How do we improve data management in machine learning?

Posted by j.laird on 6 July 2021 - 10:00am

Lego By Rick Mason via Unsplash

By Jonathan Frawley (Durham University), Emily Lewis (UCL/UKAEA), Stephen Haddad (Met Office Informatics Lab) and Carlos Martinez (Netherlands eScience Center).

This blog post is part of our Collaborations Workshop 2021 speed blog series.

A large part of machine learning (ML), and data science in general, is organising and preparing data so that it is ready for analysis. Though crucial, many report this as the least interesting and most difficult part of the machine learning pipeline. Time spent wrangling a dataset could be used to refine models or test new algorithms. Instead researchers spend large amounts of precious time wondering which data format to use or even where to host their dataset. There are many resources available for the later stages of the ML process, but there are comparatively fewer for these early questions of data engineering.

A data scientist might ask: what is the best method for handling my empty data and NaN values? In the best case, it might be that the ML model handles empty data values fine and no preprocessing is necessary. In the worst case it may not train at all! Would it be appropriate to replace those null values with zero? Or would it be better to impute those values? Or drop those features completely?

This can start to feel like a rabbit hole of branching questions with unclear and context-dependent answers. Best practices are highly problem specific, often gained from informal experience and not well documented. They also draw on information from many different domains such as statistics, programming and algorithm design.

A key challenge is to improve access to this knowledge and enhance data management for all researchers. What are these best practices and how do we share them most effectively?

In this post we discuss several common problems, suggest individual approaches and propose the RSE Toolkit as a possible solution for sharing knowledge, along with Zenodo for sharing data.

Common problems

Although the specific details of issues faced by data scientists are as diverse as can be, there are certain similarities across common problem types. The following is a broad categorisation of challenges encountered. Most data scientists working in ML should recognise some of them - and if you have never faced these issues, please share your secret with us!

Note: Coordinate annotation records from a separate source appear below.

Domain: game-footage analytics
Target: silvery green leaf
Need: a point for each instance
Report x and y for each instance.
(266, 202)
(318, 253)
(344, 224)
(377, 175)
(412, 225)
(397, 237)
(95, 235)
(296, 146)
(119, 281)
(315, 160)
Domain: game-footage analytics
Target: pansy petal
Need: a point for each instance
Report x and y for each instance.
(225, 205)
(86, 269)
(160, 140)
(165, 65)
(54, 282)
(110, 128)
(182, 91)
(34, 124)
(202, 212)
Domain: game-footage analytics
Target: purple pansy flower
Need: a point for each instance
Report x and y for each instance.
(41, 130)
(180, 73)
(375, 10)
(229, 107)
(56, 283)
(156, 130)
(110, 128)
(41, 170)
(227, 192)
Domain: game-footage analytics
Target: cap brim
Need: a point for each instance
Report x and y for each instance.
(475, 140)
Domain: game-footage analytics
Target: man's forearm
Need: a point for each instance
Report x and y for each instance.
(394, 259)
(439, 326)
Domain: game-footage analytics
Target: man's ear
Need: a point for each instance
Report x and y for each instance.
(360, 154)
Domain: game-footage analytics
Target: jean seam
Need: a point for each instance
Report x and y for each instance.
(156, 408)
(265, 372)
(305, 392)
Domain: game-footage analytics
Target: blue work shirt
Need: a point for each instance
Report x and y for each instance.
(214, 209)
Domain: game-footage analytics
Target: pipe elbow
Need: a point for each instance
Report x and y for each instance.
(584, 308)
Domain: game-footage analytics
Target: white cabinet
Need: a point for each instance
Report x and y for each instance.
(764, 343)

Missing data -- incomplete observations, missing columns, gaps in time series, you name it. Incoming data is never as complete or perfect as our ML algorithms would like it to be. Sometimes you can interpolate, sometimes you can deduce, sometimes you need a crystal ball to figure out what those missing values are.
Data wrangling -- transforming data from what it is to what it should be is also a common challenge. For a human capturing data “1.0”, “one” and 1 are all the same, but if you want to feed this to a ML algorithm, you better make sure they have all the same format.
Sharing datasets -- after all the effort required to prepare a dataset, you sometimes want to share that with your colleagues. And although arguably there are many options for sharing large volumes of data, it is difficult to decide the most efficient way of doing so.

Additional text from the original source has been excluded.